Texas we were taught the applied for 1 minute test with our watch timing it, no more than 4psi for combination vehicle or 3 for single, then the alarm/signal at 60psi, then the valve pop out test at 40psi, it had to be in that order and 3 different steps, then we had the park/ trailer brake test then the 5 mph service brake test

Combination Vehicle:

A vehicle with two separate parts - the power unit (tractor) and the trailer. Tractor-trailers are considered combination vehicles.

Errol V.'s Comment
member avatar

Here's the air brake order taught at Swift, who use the Third Party testing which is theoretically good for all started.

(Engine running, get air pressure to maximum (120-140).)

1. Check PARKING BRAKE, push red button in, try to move forward.

2. Check TRAILER BRAKE, pull out red button, push yellow button in, try to move forward.

3. Check SERVICE BRAKE, push in both brake buttons. In gear, move forward a bit, both hands on the wheel, slowly press brake pedal. Report that brakes stopped smoothly and did not pull to left or right.

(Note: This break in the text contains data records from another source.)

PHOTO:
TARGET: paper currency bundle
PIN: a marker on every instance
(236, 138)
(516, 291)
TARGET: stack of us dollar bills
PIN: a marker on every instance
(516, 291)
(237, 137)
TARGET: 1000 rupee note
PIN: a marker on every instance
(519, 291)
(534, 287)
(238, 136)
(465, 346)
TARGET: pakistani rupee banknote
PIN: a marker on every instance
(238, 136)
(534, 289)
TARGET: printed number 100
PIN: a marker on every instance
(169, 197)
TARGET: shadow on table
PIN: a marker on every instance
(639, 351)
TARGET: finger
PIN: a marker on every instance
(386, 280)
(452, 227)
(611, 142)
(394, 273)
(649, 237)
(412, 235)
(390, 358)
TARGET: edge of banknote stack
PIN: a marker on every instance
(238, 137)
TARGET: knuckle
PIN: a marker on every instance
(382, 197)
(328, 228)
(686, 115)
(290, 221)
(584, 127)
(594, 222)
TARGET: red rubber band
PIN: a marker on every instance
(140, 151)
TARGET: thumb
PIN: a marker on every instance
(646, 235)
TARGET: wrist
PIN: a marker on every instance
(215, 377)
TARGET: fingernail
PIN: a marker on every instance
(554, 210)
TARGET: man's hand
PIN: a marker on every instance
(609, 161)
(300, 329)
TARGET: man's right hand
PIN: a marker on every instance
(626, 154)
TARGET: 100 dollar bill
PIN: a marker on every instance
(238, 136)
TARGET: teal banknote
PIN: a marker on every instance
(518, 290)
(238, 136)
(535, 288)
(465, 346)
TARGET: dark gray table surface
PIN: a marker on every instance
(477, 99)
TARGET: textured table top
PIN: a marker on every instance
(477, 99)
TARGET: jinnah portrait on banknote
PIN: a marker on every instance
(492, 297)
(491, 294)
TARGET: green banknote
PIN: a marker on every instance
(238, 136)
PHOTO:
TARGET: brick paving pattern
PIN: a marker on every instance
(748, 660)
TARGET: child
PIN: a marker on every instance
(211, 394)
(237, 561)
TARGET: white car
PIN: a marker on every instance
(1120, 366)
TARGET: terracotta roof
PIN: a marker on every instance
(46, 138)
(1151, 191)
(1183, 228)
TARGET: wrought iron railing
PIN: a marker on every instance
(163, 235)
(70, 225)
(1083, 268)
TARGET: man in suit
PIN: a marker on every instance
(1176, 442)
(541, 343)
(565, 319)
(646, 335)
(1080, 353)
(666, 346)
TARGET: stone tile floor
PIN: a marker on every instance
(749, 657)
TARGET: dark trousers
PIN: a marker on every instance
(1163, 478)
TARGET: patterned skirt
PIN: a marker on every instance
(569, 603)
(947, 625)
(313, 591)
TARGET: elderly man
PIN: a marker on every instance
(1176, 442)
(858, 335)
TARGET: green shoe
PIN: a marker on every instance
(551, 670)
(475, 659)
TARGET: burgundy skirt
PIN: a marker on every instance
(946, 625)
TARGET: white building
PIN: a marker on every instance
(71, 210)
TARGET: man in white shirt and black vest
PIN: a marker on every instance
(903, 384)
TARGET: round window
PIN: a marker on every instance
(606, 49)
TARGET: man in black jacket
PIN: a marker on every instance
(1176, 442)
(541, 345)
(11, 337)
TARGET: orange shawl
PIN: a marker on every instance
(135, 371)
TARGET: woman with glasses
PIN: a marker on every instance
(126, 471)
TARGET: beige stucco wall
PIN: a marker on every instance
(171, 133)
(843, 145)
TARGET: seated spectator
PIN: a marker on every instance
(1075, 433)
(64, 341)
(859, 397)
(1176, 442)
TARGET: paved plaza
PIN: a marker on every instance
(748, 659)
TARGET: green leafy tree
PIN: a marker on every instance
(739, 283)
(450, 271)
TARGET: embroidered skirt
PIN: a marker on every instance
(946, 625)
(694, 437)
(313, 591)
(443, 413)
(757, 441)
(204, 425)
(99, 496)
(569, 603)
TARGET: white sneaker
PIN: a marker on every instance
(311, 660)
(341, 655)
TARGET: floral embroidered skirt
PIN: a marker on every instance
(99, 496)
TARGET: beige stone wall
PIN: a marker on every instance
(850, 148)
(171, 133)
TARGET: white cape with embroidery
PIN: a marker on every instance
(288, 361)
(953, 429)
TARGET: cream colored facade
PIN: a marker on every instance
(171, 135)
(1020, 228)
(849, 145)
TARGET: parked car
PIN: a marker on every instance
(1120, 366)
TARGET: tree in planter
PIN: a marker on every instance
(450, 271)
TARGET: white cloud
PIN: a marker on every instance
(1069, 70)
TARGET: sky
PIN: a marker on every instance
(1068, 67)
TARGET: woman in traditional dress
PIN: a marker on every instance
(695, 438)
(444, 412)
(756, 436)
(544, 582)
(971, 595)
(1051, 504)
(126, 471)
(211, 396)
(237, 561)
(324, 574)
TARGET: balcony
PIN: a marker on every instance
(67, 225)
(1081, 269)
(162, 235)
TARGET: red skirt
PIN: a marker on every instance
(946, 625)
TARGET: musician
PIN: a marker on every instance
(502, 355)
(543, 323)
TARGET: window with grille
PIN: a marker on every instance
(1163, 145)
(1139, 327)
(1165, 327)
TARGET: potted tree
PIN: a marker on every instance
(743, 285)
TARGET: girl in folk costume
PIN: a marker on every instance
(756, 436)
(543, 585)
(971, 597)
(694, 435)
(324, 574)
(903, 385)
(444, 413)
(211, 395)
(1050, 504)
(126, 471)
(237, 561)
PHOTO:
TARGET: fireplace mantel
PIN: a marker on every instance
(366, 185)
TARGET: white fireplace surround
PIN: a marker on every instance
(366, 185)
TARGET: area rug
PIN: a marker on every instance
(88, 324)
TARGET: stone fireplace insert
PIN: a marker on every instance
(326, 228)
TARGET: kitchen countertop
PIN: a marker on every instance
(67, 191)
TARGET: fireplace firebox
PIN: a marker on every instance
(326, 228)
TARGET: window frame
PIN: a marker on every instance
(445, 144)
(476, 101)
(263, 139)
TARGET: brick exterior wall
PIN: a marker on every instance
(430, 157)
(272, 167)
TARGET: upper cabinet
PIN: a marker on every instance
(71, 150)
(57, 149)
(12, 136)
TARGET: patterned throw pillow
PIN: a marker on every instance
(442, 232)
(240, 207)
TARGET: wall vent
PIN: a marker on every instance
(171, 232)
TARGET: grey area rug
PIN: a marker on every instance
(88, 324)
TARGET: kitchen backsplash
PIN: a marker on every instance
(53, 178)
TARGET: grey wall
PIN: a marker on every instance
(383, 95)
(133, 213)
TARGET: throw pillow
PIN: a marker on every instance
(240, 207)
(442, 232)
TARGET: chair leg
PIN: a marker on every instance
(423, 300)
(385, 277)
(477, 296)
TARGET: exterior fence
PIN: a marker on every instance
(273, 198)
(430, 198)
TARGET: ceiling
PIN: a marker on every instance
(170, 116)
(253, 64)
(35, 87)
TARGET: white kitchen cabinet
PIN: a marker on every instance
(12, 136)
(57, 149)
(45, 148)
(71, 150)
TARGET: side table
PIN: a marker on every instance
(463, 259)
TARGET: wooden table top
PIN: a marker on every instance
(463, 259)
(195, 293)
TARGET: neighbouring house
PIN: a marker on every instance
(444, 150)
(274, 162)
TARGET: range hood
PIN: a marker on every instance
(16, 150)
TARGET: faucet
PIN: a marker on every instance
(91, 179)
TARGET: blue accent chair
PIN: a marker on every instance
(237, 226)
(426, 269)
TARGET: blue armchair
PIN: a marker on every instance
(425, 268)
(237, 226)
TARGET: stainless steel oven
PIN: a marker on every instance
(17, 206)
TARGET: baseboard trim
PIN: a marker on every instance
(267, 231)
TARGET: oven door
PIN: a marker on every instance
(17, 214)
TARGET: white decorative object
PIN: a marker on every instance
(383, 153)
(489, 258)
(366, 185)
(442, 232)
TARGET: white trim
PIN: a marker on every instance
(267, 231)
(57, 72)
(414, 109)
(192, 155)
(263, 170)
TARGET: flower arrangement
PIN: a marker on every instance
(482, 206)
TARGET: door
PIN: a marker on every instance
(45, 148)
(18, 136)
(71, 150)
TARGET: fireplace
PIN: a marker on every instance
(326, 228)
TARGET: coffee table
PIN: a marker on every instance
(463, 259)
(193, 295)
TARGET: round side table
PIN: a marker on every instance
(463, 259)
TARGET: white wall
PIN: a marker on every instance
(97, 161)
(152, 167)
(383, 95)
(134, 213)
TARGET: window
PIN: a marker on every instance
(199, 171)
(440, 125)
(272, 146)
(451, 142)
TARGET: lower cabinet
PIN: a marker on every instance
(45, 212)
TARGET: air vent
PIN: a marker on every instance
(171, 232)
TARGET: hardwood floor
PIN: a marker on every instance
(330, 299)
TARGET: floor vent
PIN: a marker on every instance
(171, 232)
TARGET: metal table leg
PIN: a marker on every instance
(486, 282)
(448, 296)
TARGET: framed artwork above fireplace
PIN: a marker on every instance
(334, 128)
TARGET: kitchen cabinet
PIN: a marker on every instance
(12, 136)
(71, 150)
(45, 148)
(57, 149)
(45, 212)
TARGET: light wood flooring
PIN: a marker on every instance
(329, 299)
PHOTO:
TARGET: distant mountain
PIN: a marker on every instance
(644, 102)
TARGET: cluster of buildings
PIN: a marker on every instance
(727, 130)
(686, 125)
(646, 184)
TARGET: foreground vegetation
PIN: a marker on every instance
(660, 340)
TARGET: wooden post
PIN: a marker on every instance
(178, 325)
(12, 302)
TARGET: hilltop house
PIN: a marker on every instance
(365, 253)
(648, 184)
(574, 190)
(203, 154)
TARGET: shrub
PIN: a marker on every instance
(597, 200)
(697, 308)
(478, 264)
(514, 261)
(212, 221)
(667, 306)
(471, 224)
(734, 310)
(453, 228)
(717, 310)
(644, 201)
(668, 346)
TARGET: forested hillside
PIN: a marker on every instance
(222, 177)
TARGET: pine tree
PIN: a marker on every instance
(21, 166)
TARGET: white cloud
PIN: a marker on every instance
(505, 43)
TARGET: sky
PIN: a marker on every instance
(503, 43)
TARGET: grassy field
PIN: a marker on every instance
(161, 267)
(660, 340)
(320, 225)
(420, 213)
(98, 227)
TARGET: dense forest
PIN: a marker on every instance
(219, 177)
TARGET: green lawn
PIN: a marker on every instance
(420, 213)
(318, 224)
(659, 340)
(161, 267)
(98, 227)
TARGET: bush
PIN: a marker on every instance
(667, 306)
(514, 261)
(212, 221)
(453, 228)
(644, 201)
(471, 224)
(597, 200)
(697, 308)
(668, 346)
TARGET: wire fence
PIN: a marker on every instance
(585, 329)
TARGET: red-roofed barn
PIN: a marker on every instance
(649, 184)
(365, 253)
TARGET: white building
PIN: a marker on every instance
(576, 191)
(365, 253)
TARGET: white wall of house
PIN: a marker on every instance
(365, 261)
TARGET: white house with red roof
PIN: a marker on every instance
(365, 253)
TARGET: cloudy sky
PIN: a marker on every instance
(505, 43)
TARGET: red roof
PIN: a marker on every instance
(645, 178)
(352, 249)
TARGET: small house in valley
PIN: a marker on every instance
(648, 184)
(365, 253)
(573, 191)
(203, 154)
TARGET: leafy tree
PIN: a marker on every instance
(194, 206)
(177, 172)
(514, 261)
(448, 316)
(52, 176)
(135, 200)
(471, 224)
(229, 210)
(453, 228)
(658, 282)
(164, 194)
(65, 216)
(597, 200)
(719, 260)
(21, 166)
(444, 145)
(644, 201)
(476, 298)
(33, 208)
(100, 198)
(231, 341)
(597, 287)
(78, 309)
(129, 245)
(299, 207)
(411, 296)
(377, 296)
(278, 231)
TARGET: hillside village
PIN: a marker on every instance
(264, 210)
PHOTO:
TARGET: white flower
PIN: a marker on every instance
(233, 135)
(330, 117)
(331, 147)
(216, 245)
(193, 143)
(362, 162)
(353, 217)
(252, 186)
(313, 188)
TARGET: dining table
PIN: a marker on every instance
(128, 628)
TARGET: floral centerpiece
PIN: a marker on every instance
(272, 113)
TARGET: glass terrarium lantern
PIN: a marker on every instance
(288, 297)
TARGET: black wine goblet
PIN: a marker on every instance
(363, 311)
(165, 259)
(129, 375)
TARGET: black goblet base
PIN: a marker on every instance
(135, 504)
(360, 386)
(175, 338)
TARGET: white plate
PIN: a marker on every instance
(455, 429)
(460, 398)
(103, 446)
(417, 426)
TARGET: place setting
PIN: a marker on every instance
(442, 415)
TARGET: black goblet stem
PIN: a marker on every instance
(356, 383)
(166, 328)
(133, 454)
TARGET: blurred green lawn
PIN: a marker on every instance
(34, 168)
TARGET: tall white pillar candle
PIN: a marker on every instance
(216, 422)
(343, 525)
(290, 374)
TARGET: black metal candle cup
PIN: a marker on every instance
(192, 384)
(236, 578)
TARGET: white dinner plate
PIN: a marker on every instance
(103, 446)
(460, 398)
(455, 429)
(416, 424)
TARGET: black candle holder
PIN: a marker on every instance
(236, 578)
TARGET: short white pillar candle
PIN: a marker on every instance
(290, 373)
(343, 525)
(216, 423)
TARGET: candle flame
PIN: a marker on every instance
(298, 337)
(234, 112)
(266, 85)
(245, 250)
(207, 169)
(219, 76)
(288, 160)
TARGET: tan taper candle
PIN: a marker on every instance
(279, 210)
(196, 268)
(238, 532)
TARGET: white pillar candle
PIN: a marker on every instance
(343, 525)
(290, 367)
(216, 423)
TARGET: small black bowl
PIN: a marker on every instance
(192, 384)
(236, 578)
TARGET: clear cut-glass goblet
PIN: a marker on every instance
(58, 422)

(Engine running, build pressure to maximum, remember, no feet on the brake pedal! Manual transmission: stay in gear, clutch in. Turn engine off but turn key back to ignition on without starting the engine. (some students will not turn on the ignition - instant fail - or will re-start the engine - instant fail too.)

Be ready to time by a clock - your wrist watch or the examiner should help you with timing. Not using a clock is an instant fail.

4. Press and hold the brake pedal for 60 seconds. Maximum president lots is 4 psi for a combination vehicle or 3 osi for a single vehicle.

Low pressure warnings: begin to fan the brakes. Hint: pressing about once every 2-3 seconds is better than quick pump-pump-pumps.

5. Low pressure warning (dashboard lights and sound buzzing) around 60psi. Keep having the brakes.

6. No pressure automatic brake (both buttons pop out) at about 20psi.

Tests completed!

Combination Vehicle:

A vehicle with two separate parts - the power unit (tractor) and the trailer. Tractor-trailers are considered combination vehicles.

Micah R.'s Comment
member avatar

Thank you all for the replies! I did everything in order apparently, except I checked the governor after I did the low and no air test instead of checking the governor first. I suppose he said I also forgot to mention that the cutoff for the governor should be 120-140psi.

Can anyone explain why the order is so pertinent? I didn't go to CDL school and have not been able to find anything as of yet as to why.

CDL:

Commercial Driver's License (CDL)

A CDL is required to drive any of the following vehicles:

  • Any combination of vehicles with a gross combined weight rating (GCWR) of 26,001 or more pounds, providing the gross vehicle weight rating (GVWR) of the vehicle being towed is in excess of 10,000 pounds.
  • Any single vehicle with a GVWR of 26,001 or more pounds, or any such vehicle towing another not in excess of 10,000 pounds.
  • Any vehicle, regardless of size, designed to transport 16 or more persons, including the driver.
  • Any vehicle required by federal regulations to be placarded while transporting hazardous materials.